RCA: Springer Title Deletions, August 2021
Introduction
This document serves as a Root Cause Analysis for the reported incident on August 3, 2021.The goal of this document is to share our findings regarding the reported incident, specify the root cause analysis, handling of the event, outline actions to be taken for mitigation, as well as preventive measures Ex Libris is taking to avoid similar cases in future.
Event Timeline
Date |
Activity |
August 3 ,2021 |
Unintentional deletion of 2 Springer collections: - 'SpringerNature Complete Journals' - 3282 portfolios were deleted - 'SpringerLink Open Access eBooks' - 840 portfolios were deleted |
August 3 ,2021 |
The incident was reported on the Alma Listserv as well as via support cases |
August 4 ,2021 |
Ex Libris communicated update to the Alma Listserv, acknowledging the issue, its impact and suggested initial instructions to minimize impact |
August 6, 2021 |
Analysis completed and fix was ready for release |
August 8 ,2021 |
Release was applied on Community Zone triggering "Synchronize Changes from CZ" process |
August 8 ,2021 |
Ex Libris communicated update to the Alma Listserv, informing that the analysis completed, and solution is in place along with specific follow up instructions per activation profile |
Root Cause Analysis
Ex Libris investigated this event to determine the impact and root cause analysis with the following results: along automated process to ingest providers updated content, Springer file was sent with a change in its structure.
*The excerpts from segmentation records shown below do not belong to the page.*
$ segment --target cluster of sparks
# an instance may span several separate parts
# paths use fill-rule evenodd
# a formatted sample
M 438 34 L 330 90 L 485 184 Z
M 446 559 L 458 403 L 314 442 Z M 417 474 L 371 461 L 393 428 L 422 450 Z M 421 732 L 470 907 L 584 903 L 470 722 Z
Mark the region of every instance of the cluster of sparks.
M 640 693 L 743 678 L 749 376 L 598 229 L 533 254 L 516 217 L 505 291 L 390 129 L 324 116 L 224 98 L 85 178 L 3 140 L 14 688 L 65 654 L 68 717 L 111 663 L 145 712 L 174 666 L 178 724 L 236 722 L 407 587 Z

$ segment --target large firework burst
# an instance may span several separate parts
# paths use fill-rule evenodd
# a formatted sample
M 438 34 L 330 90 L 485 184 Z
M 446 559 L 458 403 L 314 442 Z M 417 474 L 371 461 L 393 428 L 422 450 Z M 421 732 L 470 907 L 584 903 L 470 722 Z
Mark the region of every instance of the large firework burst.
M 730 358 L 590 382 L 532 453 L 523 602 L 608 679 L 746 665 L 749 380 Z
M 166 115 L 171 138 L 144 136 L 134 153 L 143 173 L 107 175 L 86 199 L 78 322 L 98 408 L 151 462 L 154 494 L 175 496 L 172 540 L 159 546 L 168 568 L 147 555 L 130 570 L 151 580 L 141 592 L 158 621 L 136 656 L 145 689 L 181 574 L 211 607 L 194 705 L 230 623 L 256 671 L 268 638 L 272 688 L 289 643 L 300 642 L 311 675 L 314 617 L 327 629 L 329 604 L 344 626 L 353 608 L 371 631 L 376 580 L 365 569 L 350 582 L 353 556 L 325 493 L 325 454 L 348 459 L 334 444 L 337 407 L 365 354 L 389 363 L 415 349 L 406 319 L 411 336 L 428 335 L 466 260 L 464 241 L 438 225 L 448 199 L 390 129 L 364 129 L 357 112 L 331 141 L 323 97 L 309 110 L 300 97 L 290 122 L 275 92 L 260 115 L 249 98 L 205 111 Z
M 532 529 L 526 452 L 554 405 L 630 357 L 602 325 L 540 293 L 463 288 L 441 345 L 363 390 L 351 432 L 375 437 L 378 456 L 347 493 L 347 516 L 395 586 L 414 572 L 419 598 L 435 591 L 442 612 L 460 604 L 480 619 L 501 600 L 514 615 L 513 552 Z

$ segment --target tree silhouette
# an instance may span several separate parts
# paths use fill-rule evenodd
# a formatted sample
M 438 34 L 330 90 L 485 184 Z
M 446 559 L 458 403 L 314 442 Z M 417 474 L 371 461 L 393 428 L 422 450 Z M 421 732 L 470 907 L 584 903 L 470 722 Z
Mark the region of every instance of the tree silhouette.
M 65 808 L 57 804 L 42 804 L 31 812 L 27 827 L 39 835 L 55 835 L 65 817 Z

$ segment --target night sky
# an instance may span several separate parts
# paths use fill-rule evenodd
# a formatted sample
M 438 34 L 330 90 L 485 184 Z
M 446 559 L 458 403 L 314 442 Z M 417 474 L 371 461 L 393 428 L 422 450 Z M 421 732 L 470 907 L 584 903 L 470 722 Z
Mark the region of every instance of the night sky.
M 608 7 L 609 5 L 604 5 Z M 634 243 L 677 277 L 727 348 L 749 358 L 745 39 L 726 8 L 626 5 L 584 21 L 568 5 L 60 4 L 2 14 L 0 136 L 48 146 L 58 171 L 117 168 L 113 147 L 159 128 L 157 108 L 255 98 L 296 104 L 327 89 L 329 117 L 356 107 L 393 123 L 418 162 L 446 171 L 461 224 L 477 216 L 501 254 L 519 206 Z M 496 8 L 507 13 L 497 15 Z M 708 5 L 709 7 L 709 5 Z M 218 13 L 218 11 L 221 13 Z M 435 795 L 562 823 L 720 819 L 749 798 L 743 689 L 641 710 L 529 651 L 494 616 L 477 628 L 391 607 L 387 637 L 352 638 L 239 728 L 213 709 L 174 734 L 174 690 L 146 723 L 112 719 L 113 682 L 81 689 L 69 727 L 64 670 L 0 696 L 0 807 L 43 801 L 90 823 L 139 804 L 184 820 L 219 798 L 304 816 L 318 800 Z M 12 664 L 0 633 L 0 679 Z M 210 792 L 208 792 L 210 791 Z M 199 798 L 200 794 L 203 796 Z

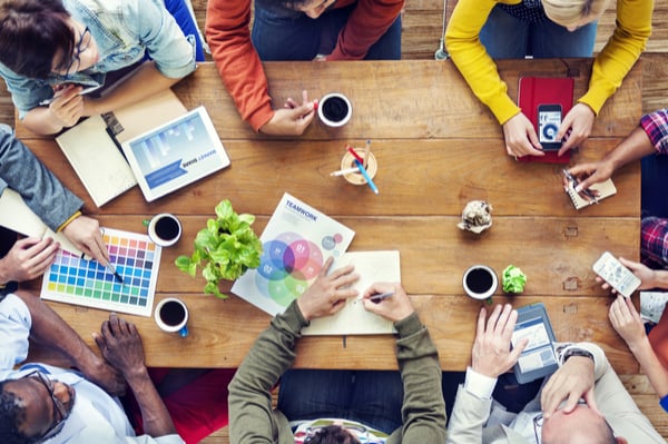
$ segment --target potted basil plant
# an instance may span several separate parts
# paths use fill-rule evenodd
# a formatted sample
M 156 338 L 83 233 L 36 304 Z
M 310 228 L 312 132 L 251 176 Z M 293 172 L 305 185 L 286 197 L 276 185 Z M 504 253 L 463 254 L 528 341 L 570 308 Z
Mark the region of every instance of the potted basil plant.
M 197 233 L 193 255 L 176 258 L 177 268 L 195 277 L 202 267 L 204 293 L 227 299 L 218 288 L 220 280 L 235 280 L 248 268 L 259 266 L 262 241 L 250 227 L 254 221 L 253 215 L 236 214 L 229 200 L 220 201 L 216 205 L 216 218 L 208 219 Z

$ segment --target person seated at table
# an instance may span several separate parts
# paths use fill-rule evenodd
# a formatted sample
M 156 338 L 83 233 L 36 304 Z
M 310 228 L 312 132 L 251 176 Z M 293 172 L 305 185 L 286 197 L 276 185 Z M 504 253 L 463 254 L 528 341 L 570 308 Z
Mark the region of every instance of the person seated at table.
M 76 369 L 41 363 L 16 368 L 29 336 Z M 0 442 L 195 444 L 213 425 L 227 424 L 229 379 L 222 373 L 202 371 L 193 378 L 183 369 L 156 384 L 136 326 L 116 314 L 94 337 L 104 359 L 39 297 L 17 292 L 0 299 Z M 136 408 L 124 411 L 119 401 L 125 405 L 130 394 Z M 132 427 L 132 420 L 140 424 Z
M 532 122 L 509 97 L 493 59 L 591 57 L 609 0 L 460 0 L 445 45 L 473 93 L 503 127 L 509 156 L 543 156 Z M 589 89 L 563 116 L 559 156 L 579 147 L 651 33 L 652 0 L 617 0 L 616 28 L 596 56 Z
M 313 285 L 274 317 L 239 366 L 229 385 L 229 442 L 443 443 L 438 351 L 400 284 L 376 283 L 362 300 L 394 323 L 399 373 L 289 369 L 302 328 L 357 297 L 350 288 L 358 278 L 353 267 L 327 275 L 331 265 L 330 258 Z M 389 290 L 394 295 L 377 304 L 369 299 Z M 271 392 L 279 378 L 273 410 Z
M 21 195 L 28 207 L 51 230 L 62 231 L 77 248 L 98 262 L 109 259 L 99 223 L 81 215 L 84 201 L 14 137 L 9 126 L 0 125 L 0 197 L 8 188 Z M 0 250 L 0 293 L 10 283 L 41 276 L 60 246 L 52 238 L 16 240 L 16 234 L 9 230 L 4 230 L 4 236 L 12 239 L 6 243 L 9 249 Z
M 518 414 L 500 411 L 491 394 L 517 363 L 511 349 L 518 318 L 510 304 L 478 317 L 472 363 L 460 385 L 448 443 L 665 443 L 626 391 L 603 351 L 577 343 L 558 348 L 560 367 Z
M 225 88 L 254 130 L 298 136 L 315 117 L 306 91 L 274 109 L 261 60 L 399 60 L 404 0 L 209 0 L 205 33 Z
M 194 39 L 164 0 L 7 0 L 0 76 L 26 127 L 50 135 L 169 88 L 195 70 Z M 80 95 L 135 66 L 104 96 Z

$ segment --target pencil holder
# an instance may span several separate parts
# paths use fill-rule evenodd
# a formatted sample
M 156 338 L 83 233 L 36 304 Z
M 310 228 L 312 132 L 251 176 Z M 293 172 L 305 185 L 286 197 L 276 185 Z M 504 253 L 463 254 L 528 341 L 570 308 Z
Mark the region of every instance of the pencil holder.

As a result, a match mechanism against CZ collection portfolios failed causing deletion of valid portfolios.
Findings
Ex Libris investigated this event and determined the following:
- Springer update file was sent with a change in its structure, causing the match mechanism against Alma CZ to fail. As a result, new corrupted Bib records were created, and the valid ones were deleted.
- Automated QA validation did not detect the issue because of a bug and therefore no alert notification was sent as is expected in such a scenario.
Technical Action Items and Preventive Measures
Ex Libris has taken the following action and preventive measures to avoid such an occurrence in future:
-
Enhance prevention capabilities to perform actions outside of the routine procedure to significantly reduce the risk of manual error
-
Bug detected in the automated QA routine was fixed, tested, and applied (Done)
-
New automated validation routine that will allow detection of structure changes in early stage will be added to the process (October)
-
Overall review of all automatic QA routines to ensure they perform as expected (September)
-
Conclusion
Ex Libris treats the incident in high priority with evaluation, assessment, and mitigation processes and lessons learned. We are determined to improve the level of CZ quality and the value it provides to our customers.